2008-05-09 22:34:48 | Weblog
枝長によって簡単に実行時間に影響が受けてしまうバケット系データ構造について、まとめていく。

ある資料によると、Dijkstra 法が生まれたのは 1959 年で、候補枝を格納するためのデータ構造に 1-level bucket を採用したのは 1969 年に Dial によって行われたようだ。

まず、計算量から見ていくが O(m+nU) (n : 点数、m : 枝数、U : 最大枝長)である。これだけみると最大枝長によって、実行時間が決まってしまうようにも思えるが、そうでない。
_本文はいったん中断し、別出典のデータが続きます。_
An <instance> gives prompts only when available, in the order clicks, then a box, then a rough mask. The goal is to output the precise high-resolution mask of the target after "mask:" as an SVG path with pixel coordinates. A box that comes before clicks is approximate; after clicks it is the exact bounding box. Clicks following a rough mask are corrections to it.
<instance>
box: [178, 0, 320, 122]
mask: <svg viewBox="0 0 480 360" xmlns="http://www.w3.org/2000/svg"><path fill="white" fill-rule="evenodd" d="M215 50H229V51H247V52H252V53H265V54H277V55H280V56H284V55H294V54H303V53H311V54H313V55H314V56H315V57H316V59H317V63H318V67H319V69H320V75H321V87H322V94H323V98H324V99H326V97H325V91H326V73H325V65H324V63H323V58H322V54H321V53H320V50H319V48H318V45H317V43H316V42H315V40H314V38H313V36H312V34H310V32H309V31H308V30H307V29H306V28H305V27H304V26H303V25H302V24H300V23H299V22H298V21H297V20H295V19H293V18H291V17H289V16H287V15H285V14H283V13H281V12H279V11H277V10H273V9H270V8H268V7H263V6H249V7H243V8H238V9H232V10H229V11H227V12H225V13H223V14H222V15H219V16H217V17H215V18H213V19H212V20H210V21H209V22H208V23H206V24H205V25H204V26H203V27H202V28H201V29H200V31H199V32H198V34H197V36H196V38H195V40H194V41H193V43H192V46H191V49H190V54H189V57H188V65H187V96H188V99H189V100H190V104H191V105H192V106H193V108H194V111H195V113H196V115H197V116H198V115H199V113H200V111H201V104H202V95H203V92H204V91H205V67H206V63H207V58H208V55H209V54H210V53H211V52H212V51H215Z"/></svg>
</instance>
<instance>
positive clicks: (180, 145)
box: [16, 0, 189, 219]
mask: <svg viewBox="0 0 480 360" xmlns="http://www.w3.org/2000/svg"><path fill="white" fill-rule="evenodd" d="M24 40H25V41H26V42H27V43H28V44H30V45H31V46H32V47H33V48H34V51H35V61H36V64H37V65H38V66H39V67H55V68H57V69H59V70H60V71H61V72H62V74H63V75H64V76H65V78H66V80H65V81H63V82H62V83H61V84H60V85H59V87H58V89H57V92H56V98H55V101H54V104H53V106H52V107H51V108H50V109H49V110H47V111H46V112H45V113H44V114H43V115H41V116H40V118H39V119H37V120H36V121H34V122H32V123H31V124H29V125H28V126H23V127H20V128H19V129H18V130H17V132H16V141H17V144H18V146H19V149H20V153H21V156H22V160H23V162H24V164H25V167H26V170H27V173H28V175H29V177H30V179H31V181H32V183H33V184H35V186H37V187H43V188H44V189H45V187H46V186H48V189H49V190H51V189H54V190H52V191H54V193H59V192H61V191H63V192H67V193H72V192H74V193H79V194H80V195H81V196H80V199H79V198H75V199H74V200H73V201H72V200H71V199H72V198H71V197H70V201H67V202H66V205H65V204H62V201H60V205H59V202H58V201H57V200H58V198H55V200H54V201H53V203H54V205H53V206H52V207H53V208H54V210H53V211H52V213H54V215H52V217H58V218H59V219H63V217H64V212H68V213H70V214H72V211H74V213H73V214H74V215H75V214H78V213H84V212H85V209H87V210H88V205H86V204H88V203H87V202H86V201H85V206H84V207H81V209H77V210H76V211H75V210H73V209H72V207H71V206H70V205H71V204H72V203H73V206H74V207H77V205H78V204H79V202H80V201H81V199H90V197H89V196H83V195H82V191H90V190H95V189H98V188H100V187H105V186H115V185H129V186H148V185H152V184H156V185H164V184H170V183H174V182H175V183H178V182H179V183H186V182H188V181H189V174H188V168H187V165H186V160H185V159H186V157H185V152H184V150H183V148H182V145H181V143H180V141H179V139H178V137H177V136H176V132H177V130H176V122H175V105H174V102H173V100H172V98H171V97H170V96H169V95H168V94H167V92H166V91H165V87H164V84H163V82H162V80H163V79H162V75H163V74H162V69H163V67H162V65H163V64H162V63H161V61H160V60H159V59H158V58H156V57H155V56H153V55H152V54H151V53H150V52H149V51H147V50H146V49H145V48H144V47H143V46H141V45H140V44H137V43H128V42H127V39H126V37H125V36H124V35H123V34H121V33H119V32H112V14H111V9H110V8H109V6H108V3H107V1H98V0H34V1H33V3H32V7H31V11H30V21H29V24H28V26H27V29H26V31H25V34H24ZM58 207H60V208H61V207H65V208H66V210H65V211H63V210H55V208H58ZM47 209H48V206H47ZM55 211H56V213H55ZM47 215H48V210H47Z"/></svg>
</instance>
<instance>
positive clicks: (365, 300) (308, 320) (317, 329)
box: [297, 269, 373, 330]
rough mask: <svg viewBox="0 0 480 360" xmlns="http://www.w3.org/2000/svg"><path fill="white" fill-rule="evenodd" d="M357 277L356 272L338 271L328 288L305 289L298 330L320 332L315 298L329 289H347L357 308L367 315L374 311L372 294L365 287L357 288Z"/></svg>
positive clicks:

まずは、良く知られているものが挙げていくが、以下のようになる。

・シンプルながら、高速に実行できる
・実行時間は枝長に依存に依存しまい、枝長が大きくなると低速化してしまう
・枝長分だけのバケット配列を要するために、メモリ要求量が大きくなってしまうこともある



実際に実装し、実験を行って得た情報を踏まえると以下のようにいえる。

・道路ネットワークと相性がとても良い(ほぼ理想)
 1.バケット内にある程度分散して格納されている。
 2.最小ポテンシャル点(次探索点)を求める動作が、ハードウェアプリフェッチ (Intel CPU) にのりやすい。

・枝長によって、大きく影響を受ける
 1.最大枝長が0の場合、バケットが働かないため、ある程度大きさの値で置き換える。
 2.枝長が極端に大きい場合、最小ポテンシャル点(次探索点)を求めるコストが大きくなる。

・ポインタを用いての実装では、高速化は難しい。



つまり、まとめると道路ネットワークを解くために出来たようなデータ構造といってもよい(実際そうかもしれないが)ほど、理想的な動きをする。ただし、前処理によって疎化されたグラフなどでは、思ったほどの実行時間を望めないだろうし、実用的な時間内に解けない可能性も出てくる。またメモリ要求量が多めであるため、実行時間・メモリ要求量が安定しているヒープ系に比べ、扱いが難しいともいえる。

また、他のデータ構造と組み合わせる事で、計算量を下げることに成功したデータ構造も存在する。しかしながら、凝った実装(ポインタを用いた実装)になることは避けられず、分岐の増加・データの局所性の低下により、それほどまでに実行時間が短縮されるとも思えない。